IMF rapid financing brings Naira relief
Increased CBN dollar supply and the IMF’s $3.4 billion emergency support under the Rapid Financing Instrument (RFI) halted the Naira’s slide. The currency had weakened to a 3-year low of 460 per dollar in the parallel market, while 12-month Naira forward rates pointed to 509, before reprieve to 450 by week’s end. Dollar liquidity eased with the CBN lifting a 14-day suspension on Bureau de Change dollar sales (partly to allow parents to pay offshore school fees and SMEs to meet essential import bills). A narrowing of the gap between the parallel and official rates will help Nigeria address the IMF calls for unification of exchange rates to curtail price arbitrage. We foresee further relief for the Naira in the coming days.
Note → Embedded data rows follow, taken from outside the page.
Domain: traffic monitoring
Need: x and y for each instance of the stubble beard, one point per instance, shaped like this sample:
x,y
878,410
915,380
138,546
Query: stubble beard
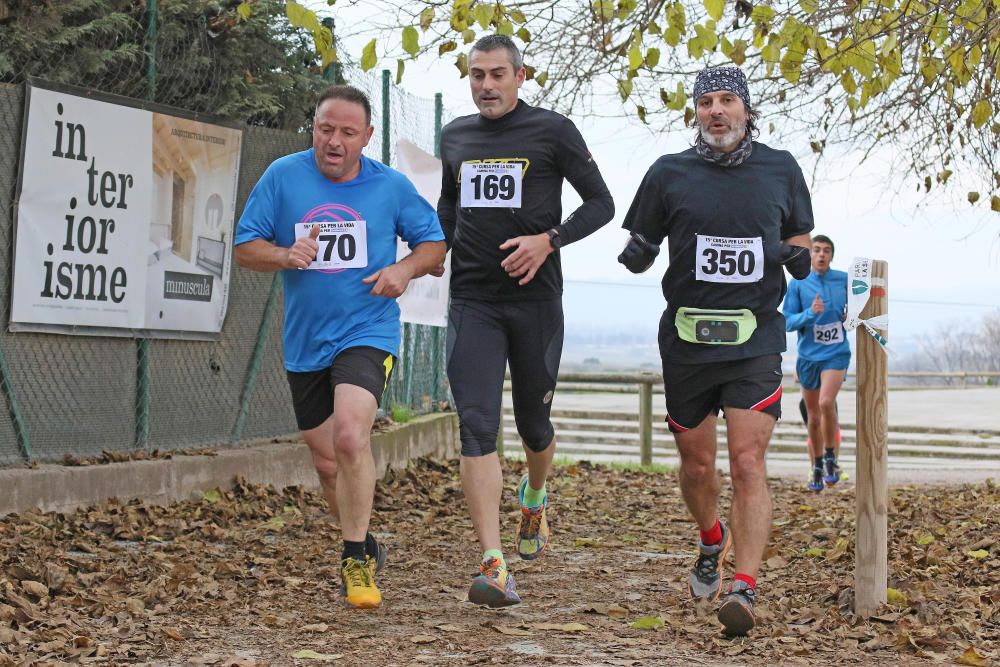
x,y
735,135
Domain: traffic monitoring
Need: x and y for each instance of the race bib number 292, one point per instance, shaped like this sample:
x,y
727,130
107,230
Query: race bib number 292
x,y
342,244
828,334
491,184
727,260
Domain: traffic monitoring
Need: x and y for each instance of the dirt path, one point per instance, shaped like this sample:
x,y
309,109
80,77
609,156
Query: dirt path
x,y
249,577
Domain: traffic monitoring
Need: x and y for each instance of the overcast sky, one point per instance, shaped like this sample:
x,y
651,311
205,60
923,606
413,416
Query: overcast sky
x,y
941,253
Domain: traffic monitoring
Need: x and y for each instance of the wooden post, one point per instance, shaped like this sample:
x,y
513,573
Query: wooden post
x,y
646,423
871,549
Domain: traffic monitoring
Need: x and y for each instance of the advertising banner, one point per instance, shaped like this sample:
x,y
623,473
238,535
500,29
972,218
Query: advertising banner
x,y
124,220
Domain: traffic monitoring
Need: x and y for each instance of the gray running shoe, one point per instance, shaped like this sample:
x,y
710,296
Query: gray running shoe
x,y
704,582
736,612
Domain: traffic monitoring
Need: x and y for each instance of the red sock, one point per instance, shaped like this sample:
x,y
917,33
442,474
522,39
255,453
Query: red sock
x,y
713,535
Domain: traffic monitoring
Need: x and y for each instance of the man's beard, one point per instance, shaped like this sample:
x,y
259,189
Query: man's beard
x,y
734,136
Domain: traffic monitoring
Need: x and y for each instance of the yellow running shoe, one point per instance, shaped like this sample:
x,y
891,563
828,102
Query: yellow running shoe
x,y
359,583
532,527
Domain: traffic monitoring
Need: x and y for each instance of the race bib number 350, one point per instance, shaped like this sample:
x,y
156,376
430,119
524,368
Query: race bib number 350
x,y
726,260
828,334
491,184
342,244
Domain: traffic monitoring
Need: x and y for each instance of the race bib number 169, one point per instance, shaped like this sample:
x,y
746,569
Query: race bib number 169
x,y
342,244
728,260
491,184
Rare cheer for Rand won’t last
An easing in South Africa’s lockdown, one of the world’s strictest, and a $26.9 billion stimulus package to revamp the economy gave investors some cheer, bringing the Rand back from 19.03 per dollar levels to 18.50 by the end of the week. The reprieve is unlikely to last, with a return to 18.70 levels likely in the coming days. S&P downgraded the nation’s credit rating further into junk, citing structural economic weaknesses and fiscal challenges.
Shilling withstands pressure after rate cut
The Kenyan Shilling withstood reduction in interest rates to a 9-year low of 7% in a bid to protect the economy from coronavirus impact. The Shilling edged only slightly weaker to 107.25 from 107.10. The World Bank projected output would shrink by 1% if disruptions from the pandemic continue for a further three months. The central bank cut its economic growth forecast to 2.3% from 5.4% predicted in 2019. Relief will come from the IMF’s Special Drawing Rights $700 million facility from mid-May. We see stability around current levels in the near term.